In 2005, Chad Bell, a deputy with the Lowndes County Sheriff’s Department, observed a vehicle accelerating onto Lehmberg Road in Lowndes County, Mississippi, at a high rate of speed. Bell followed the vehicle and noticed the vehicle did not have a working light illuminating the license tag. Bell determined the vehicle was driving 52 MPH hour in a 40 MPH zone.

Bell stopped the vehicle and recognized the driver as Major Lee. Bell noticed Lee was unusually nervous because his hands were shaking, and a vein in his neck was bulging. Bell then asked Lee to exit the vehicle. Bell questioned Lee as to whether Lee possessed any guns, knives, marijuana, cocaine, methamphetamine, heroin, or ecstasy. Lee responded in the negative.

Lee consented to a search of the car. Prior to searching the vehicle, Bell again told Lee he was not obligated to consent to the search. Lee again consented to the search. Prior to the questions and the search, Deputy Sheriff Darrell Nabors had arrived on the scene.

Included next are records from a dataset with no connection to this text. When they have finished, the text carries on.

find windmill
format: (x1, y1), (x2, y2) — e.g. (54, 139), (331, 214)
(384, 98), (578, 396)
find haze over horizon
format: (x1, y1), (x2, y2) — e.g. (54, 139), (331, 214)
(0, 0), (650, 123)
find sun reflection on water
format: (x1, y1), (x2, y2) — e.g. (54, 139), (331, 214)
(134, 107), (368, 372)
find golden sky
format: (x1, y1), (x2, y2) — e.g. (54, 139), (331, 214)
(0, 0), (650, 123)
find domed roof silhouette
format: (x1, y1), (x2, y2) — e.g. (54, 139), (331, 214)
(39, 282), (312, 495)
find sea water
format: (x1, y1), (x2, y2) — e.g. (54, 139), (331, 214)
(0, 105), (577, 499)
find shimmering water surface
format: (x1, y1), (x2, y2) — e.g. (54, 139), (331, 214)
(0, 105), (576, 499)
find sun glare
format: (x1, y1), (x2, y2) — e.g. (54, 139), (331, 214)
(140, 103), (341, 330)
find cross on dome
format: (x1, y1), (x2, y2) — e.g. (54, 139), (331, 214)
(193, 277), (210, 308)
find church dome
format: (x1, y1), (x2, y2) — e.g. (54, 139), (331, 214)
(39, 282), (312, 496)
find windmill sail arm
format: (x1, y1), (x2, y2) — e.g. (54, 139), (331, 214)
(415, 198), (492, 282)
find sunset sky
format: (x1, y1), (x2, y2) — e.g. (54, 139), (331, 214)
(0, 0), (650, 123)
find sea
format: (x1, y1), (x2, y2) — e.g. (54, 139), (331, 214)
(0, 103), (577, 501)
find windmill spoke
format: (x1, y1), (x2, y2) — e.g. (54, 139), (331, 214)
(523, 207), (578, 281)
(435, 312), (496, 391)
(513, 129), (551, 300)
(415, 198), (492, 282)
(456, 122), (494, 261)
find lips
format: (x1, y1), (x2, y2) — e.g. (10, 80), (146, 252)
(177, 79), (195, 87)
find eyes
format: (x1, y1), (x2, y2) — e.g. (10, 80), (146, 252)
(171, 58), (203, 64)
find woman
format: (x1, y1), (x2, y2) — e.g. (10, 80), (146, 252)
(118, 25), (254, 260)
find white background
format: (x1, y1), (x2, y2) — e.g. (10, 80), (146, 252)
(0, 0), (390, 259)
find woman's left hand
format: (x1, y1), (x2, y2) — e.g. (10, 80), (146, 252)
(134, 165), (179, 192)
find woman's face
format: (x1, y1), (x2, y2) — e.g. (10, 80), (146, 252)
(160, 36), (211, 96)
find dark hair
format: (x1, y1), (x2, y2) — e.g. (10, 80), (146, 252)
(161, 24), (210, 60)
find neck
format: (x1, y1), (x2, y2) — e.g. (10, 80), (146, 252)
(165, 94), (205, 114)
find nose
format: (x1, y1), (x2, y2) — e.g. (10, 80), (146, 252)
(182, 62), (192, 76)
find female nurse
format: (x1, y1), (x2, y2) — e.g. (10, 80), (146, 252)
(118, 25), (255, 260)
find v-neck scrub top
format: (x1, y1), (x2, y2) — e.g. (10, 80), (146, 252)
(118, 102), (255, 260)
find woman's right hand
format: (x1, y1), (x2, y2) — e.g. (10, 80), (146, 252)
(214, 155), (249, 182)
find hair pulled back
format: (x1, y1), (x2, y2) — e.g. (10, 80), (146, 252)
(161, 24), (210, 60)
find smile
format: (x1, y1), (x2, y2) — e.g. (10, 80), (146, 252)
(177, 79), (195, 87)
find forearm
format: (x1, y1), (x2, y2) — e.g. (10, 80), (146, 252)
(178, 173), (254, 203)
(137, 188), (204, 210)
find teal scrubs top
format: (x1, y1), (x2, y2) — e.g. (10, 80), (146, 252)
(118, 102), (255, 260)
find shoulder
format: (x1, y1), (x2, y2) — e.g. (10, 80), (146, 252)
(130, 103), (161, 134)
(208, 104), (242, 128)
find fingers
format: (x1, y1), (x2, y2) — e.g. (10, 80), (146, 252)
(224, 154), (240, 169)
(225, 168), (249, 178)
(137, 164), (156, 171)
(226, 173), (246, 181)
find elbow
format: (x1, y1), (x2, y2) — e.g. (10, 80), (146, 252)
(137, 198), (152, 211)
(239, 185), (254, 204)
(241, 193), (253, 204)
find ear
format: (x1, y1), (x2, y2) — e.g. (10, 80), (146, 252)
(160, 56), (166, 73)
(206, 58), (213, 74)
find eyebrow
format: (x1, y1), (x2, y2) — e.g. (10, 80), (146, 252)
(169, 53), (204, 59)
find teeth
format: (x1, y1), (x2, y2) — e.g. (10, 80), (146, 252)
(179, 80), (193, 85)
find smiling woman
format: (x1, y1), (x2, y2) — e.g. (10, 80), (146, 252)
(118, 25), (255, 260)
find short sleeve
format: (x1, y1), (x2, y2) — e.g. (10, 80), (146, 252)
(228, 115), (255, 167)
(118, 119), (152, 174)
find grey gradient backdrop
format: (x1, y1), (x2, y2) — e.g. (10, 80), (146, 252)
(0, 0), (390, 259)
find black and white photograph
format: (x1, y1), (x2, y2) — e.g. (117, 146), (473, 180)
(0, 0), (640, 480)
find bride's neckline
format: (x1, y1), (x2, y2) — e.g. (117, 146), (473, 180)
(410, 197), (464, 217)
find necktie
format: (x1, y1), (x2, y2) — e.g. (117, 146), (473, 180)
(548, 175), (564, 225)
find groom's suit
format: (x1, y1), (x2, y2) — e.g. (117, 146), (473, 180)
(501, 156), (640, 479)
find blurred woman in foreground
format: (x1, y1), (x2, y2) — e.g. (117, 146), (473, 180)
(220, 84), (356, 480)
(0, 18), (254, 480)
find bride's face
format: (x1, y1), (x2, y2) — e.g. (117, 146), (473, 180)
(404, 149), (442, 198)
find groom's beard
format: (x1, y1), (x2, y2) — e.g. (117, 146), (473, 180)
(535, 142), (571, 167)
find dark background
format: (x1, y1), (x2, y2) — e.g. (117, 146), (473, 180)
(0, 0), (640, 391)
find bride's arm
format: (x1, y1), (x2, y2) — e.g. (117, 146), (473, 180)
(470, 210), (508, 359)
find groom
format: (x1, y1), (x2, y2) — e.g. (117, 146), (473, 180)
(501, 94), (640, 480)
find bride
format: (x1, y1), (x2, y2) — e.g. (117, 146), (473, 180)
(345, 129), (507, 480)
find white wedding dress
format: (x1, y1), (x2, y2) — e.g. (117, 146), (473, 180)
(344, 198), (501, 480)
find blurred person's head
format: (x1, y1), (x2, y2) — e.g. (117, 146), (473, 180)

Nabors testified at the suppression hearing that he noticed Lee’s license tag light was not functioning and that the vehicle appeared to be speeding. Nabors saw Bell following Lee’s vehicle, and followed suit. Upon arriving at the scene, Nabors testified he heard Bell ask Lee whether he had any drugs or weapons and whether Bell could search Lee’s vehicle.

Nabors heard Lee consent to the search two times. Nabors stood with Lee as Deputy Bell searched the vehicle. Nabors stated Lee was acting nervous and kept attempting to put his hands in his pockets.

Upon searching the car, Bell found a clear film cannister containing marijuana. Lee was then placed under arrest, and a search incident to arrest of Lee’s person was conducted by both Bell and Nabors.

Nabors found a magnetic key holder in the left front pocket of Lee’s pants. Nabors stated the key holder contained a white powder substance, which he thought was cocaine. The crime lab identified the substance as .42 gram of cocaine.

Lee was convicted of possession of cocaine and sentenced to 16 years as a habitual offender. On appeal, he argued the traffic stop was illegal. MCOA affirmed.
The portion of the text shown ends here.